Seyyah yanından ayrıldıktan çok kısa bir süre sonra, bir başkası gelir kadının yanına ve aynı soruyu sorar. Yaşlı kadın yine aynı soruyu sorar ikinci seyyaha.
"İyi insanlardır, dürüst, çalışkan ve hoşgörülü. Oradan ayrıldığıma çok üzülüyorum." der ikinci seyyah.
Bilge kadın şöyle yanıtlar onu. "Bu şehirdeki insanların da bir farkı yok onlardan."
Her insanın yaşantısı ve tecrübeleri hayat görüşünü şekillendirir. Ancak hayata bakışımız tecrübelerimizin yanı sıra duygu ve düşüncelerimizi yansıtır. Yani aslında karakterimiz hakkında doğrudan bilgi verir diyebiliriz.
Mesela, karamsar bir insan her şeyi karamsar olarak okur ve anlar, hayatı da ona göre şekillenir. İyimser bir insan ise her şeyi iyimserlik penceresinden izler, hayatı da buna göre düşünür. Bakış açımız ile zekamızı, ahlakımızı, karakterimizi ve niteliklerimizi ortaya koyarız.
Bu hususta Mevlana: "Herkesin hareketi bulunduğu yerdendir, herkesi kendi varlık çemberinden görür. Mavi cam, güneşi mavi gösterir ve kırmızı cam kımızı gösterir. Camlar renklerden arınırsa beyaz olur. Bütün diğer camlardan daha doğru söyler ve mihenk olur.” der.

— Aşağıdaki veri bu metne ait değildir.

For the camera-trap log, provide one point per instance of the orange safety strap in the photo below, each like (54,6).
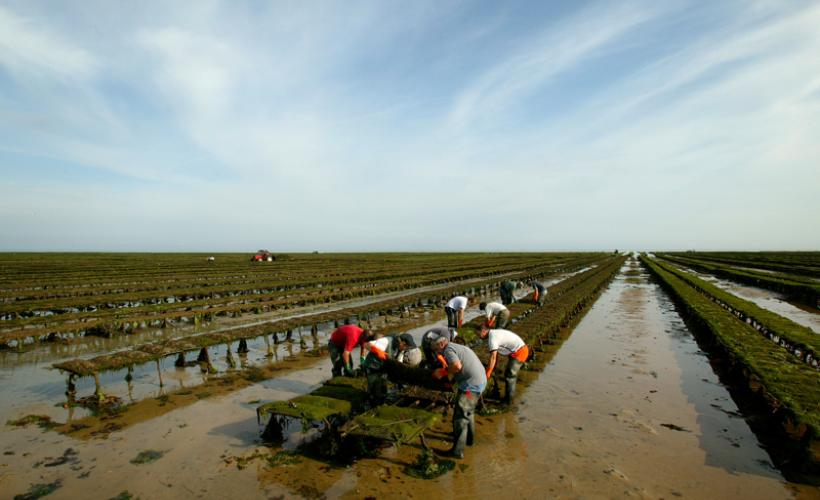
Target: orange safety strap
(378,352)
(521,354)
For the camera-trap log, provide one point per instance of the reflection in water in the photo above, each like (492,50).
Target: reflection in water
(631,404)
(767,299)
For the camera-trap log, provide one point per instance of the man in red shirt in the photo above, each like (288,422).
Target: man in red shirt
(341,344)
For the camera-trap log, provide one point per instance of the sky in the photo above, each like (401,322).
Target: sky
(409,126)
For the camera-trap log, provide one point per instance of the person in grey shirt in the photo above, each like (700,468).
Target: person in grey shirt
(468,373)
(427,343)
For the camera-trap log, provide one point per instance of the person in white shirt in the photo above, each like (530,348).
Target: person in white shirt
(506,343)
(455,311)
(498,316)
(409,354)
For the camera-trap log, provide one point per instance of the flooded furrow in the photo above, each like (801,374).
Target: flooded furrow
(628,407)
(767,299)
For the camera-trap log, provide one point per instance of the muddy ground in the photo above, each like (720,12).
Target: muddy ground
(629,407)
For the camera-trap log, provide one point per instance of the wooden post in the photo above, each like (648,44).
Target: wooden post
(159,372)
(243,346)
(71,389)
(97,389)
(229,357)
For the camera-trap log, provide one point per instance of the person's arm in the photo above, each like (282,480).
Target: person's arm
(454,367)
(348,364)
(491,365)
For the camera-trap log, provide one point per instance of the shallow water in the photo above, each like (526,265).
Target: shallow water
(769,300)
(591,425)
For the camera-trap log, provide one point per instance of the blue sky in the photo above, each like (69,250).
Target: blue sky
(367,126)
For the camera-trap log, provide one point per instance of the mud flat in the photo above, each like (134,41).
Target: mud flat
(629,406)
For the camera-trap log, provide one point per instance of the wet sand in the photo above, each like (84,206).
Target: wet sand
(767,299)
(628,407)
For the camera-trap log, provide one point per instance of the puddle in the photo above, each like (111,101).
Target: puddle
(601,421)
(767,299)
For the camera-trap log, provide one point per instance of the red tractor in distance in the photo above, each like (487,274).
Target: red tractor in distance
(263,256)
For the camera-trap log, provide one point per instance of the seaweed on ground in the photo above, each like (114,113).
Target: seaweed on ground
(147,456)
(39,490)
(427,466)
(42,421)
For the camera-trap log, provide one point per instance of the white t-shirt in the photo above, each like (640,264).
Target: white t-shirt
(503,341)
(381,343)
(459,302)
(493,308)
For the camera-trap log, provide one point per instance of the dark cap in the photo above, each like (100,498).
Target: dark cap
(407,339)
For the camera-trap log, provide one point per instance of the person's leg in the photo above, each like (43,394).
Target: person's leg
(463,421)
(335,359)
(503,319)
(451,317)
(511,377)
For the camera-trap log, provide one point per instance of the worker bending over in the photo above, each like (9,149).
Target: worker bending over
(455,311)
(468,373)
(408,354)
(431,359)
(341,344)
(539,292)
(506,290)
(379,349)
(509,344)
(498,316)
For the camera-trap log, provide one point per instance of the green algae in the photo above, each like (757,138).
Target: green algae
(39,490)
(392,423)
(308,407)
(427,466)
(43,421)
(147,457)
(123,495)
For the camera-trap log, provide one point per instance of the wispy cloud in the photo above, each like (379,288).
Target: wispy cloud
(561,47)
(358,125)
(28,51)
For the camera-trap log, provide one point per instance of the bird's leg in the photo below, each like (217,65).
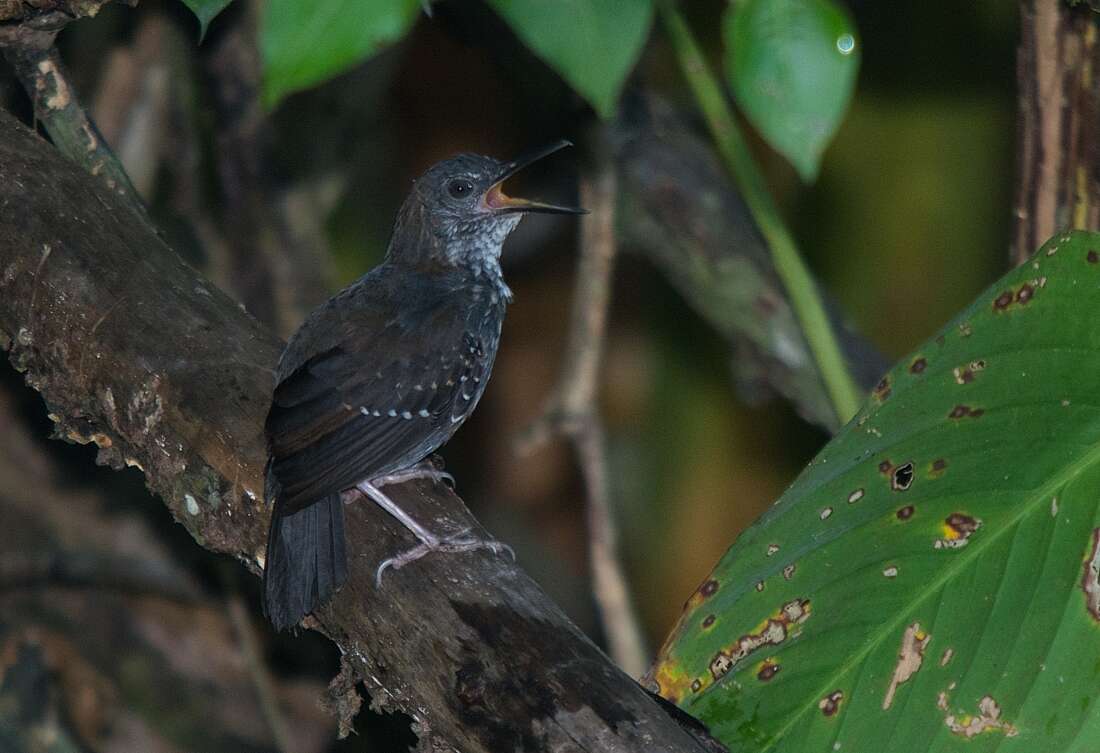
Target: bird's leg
(429,541)
(422,469)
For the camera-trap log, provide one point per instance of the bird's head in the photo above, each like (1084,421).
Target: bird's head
(459,213)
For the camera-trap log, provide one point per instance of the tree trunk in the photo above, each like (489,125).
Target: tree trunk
(1058,126)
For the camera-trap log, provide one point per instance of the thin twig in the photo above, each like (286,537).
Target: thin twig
(39,68)
(805,298)
(573,412)
(241,618)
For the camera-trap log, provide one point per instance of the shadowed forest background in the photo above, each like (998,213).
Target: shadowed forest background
(909,220)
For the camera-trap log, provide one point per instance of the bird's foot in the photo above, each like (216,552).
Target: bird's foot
(421,469)
(455,542)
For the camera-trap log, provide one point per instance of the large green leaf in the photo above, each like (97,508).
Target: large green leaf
(932,580)
(205,11)
(792,65)
(306,43)
(593,44)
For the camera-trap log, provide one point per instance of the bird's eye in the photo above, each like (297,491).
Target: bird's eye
(460,189)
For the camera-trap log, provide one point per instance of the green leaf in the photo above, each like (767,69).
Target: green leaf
(792,65)
(306,43)
(932,580)
(593,44)
(205,11)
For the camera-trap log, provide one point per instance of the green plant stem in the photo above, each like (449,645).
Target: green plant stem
(805,298)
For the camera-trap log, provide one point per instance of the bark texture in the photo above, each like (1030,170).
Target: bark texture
(134,351)
(1058,139)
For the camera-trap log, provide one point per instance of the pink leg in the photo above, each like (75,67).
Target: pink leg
(429,542)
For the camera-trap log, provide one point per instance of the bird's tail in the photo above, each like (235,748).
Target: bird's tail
(306,561)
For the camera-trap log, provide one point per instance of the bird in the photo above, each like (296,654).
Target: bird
(383,374)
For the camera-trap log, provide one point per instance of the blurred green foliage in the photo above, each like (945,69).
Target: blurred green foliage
(205,11)
(306,43)
(593,44)
(792,65)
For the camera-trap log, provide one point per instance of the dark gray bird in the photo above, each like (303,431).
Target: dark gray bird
(383,374)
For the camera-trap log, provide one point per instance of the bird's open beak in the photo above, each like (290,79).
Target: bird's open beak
(499,202)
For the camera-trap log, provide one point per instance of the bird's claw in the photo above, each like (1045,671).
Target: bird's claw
(453,543)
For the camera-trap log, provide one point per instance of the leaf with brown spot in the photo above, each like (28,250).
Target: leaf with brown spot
(1005,584)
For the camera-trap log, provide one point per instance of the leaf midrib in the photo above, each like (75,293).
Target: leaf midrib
(976,549)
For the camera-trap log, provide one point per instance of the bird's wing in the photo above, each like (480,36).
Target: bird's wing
(352,412)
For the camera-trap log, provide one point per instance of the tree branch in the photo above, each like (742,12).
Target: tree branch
(134,351)
(1057,134)
(29,46)
(679,209)
(573,412)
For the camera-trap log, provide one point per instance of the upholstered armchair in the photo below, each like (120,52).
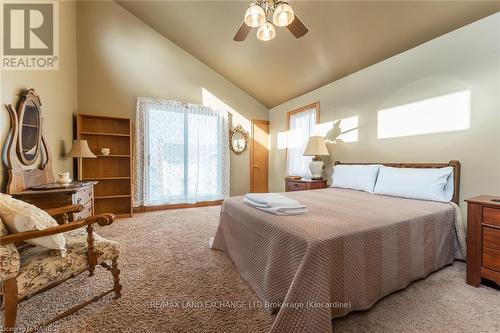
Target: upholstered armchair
(27,270)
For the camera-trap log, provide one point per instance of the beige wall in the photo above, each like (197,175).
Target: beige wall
(121,58)
(466,59)
(57,90)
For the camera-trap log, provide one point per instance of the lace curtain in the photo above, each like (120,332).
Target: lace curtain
(182,153)
(301,127)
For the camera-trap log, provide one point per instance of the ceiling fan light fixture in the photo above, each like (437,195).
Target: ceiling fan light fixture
(283,15)
(266,32)
(255,16)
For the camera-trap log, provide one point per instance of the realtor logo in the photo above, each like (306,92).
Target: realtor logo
(30,36)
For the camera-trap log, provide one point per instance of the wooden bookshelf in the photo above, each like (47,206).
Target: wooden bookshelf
(113,193)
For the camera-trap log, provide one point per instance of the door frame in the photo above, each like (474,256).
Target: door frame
(252,141)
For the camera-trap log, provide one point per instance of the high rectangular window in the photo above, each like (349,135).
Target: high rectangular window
(301,125)
(444,113)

Gözlüğü kirlenmiş, çamura bulanmış bir insanın bakışı ile temiz çerçevesi olan insanın gördüğü manzara aynı olamaz elbette.
Eskiler, kusur görmeden, muhabbet ile bakan gözler manasına gelen "Ayn-ür rıza ile bakmak" tabirini kullanmışlardır. Bakış açısının önemini, yitirmeye başladığımız değerleri bize hatırlatan bu güzel tabiri..
Gönül bir ayna ise temiz olması gerekir. Ayna temiz olursa elde edilecek görüntü de net olur, güzel olur. Temiz aynadan elde edilen görüntü herhangi bir şüpheye yer bırakmaz. Bunun gibi gönül aynası da temiz olmalıdır vesselam..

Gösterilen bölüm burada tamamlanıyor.